The lead authors, Gary Foster and James Hill, explained in separate e-mails that self-reported data are unreliable and therefore they didn’t collect or analyze any.”
I confess to feeling a bit betrayed. I don’t like getting scientific information from the LA Times. (I know. How long have I been in this business?) How can you say “neither dietary fat nor carbohydrate intake influenced weight loss” if you haven’t measured fat or carbohydrate? I guess if you can “impute” data, you can make up the conclusion but it seems blatantly dishonest. No? Well, we don’t want to accuse anybody in light of the second factor that I mentioned at the beginning of this post: the state of mind of the nutritional world. The science simply doesn’t count and there is an accepted low-fat dogma. From this perspective, what would happen if the authors reported the facts as they found them or, more important, if they measured the relevant data, if they asked what people eat, as Kaplan put it “the single most important question … that any reasonably intelligent high school student would ask?” In short, if they tried to give real information about low carbohydrate diets, is there any chance they would be funded again? In other words, we don’t know what the authors were thinking but given the pervasive state of nutritional policy, is it not asking a lot to fight City Hall?

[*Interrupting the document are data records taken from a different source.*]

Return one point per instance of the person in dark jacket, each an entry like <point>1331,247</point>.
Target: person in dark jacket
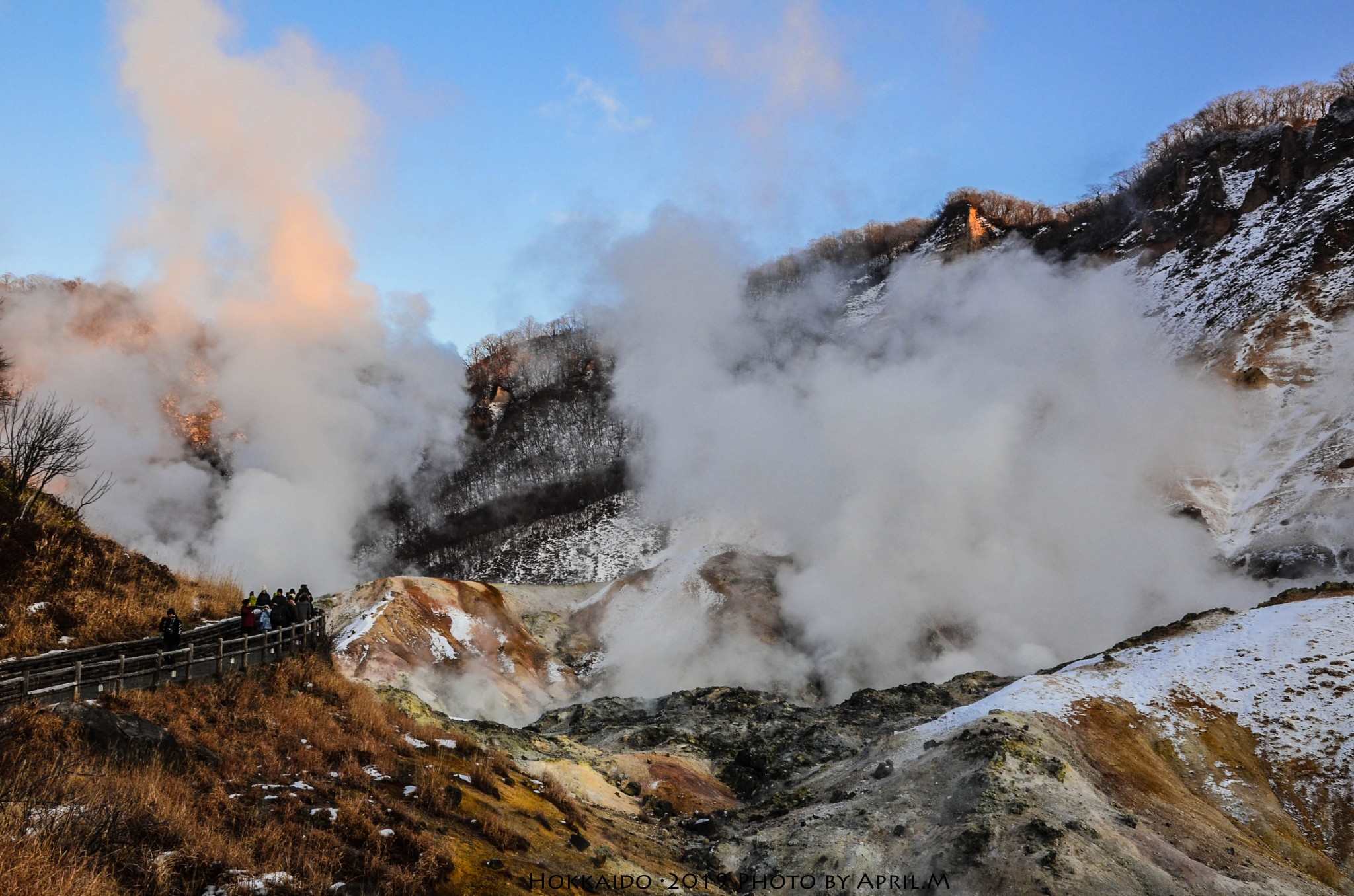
<point>171,630</point>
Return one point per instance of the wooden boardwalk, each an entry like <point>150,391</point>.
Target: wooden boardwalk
<point>209,652</point>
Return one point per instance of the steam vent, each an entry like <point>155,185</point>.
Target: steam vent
<point>550,449</point>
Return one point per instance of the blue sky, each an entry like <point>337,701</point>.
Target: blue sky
<point>514,138</point>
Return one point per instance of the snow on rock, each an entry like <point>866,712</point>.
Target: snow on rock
<point>1284,672</point>
<point>462,648</point>
<point>360,626</point>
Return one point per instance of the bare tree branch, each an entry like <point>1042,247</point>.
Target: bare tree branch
<point>40,441</point>
<point>97,490</point>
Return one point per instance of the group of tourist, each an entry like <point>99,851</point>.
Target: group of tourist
<point>268,611</point>
<point>260,612</point>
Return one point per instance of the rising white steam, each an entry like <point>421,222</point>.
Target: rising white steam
<point>975,480</point>
<point>251,398</point>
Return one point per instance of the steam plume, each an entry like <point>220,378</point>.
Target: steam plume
<point>251,398</point>
<point>974,480</point>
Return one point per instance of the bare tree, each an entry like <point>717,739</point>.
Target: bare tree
<point>1345,79</point>
<point>40,441</point>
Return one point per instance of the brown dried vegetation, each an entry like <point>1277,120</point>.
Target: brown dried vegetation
<point>87,588</point>
<point>280,774</point>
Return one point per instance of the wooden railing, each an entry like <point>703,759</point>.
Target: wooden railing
<point>90,672</point>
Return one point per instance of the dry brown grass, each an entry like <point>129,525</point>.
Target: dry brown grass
<point>165,826</point>
<point>94,592</point>
<point>559,796</point>
<point>497,831</point>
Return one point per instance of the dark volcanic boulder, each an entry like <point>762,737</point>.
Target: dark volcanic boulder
<point>122,737</point>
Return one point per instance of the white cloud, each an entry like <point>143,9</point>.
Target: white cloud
<point>595,103</point>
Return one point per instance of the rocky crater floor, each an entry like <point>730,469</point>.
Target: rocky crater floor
<point>1211,755</point>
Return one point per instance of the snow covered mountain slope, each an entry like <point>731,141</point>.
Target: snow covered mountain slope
<point>1207,757</point>
<point>1244,244</point>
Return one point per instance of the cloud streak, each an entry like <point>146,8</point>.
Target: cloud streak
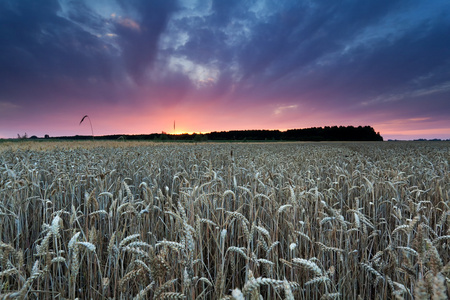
<point>315,63</point>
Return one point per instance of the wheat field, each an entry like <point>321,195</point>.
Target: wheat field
<point>111,220</point>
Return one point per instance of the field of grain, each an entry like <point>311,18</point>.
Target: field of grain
<point>225,221</point>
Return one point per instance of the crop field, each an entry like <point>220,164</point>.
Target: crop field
<point>122,220</point>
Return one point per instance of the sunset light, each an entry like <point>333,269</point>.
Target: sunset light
<point>134,67</point>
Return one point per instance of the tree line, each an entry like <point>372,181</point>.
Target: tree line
<point>327,133</point>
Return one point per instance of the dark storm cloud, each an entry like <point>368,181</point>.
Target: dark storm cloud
<point>140,43</point>
<point>50,46</point>
<point>363,57</point>
<point>293,49</point>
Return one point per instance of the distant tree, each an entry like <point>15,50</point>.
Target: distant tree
<point>22,137</point>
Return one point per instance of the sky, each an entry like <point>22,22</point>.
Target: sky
<point>136,66</point>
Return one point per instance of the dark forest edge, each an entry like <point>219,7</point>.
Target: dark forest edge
<point>334,133</point>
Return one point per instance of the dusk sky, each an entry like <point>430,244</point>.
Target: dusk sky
<point>135,66</point>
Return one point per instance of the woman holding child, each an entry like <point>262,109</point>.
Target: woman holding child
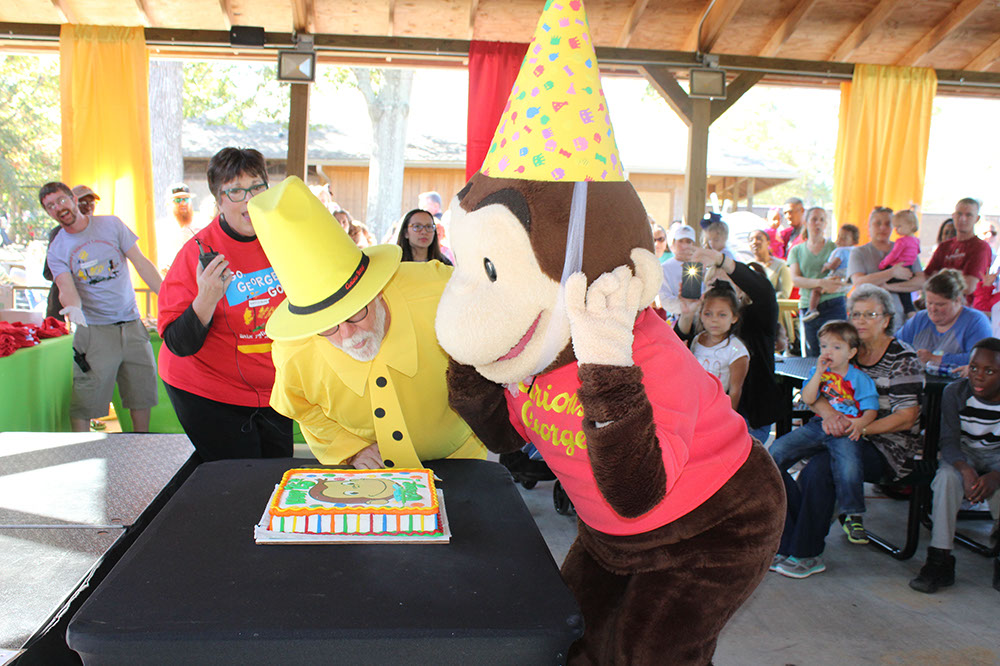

City Hall, having failed to show any risk of low-carbohydrate diets, indeed witnessing studies that show only benefit and having spent hundreds of millions on studies that showed no benefit of low-fat diets have fallen on the strategy of saying that, well, none of it counts. All macronutrients are irrelevant, only calories count. So who funded this kind of research?
“Washington University (grant UL1 RR024992); Temple University (grant R01 AT1103); University of Pennsylvania (grant UL1RR024134); University of Colorado (grant UL1 RR000051); and the National Center for Research Resources, a component of the National Institutes of Health (DK 56341), to Washington University Clinical Nutrition Research Unit,”
that is, the NIH and while, I am sure that it is true that “The funding source had no role in the design, conduct, or reporting of the study,” something is wrong here.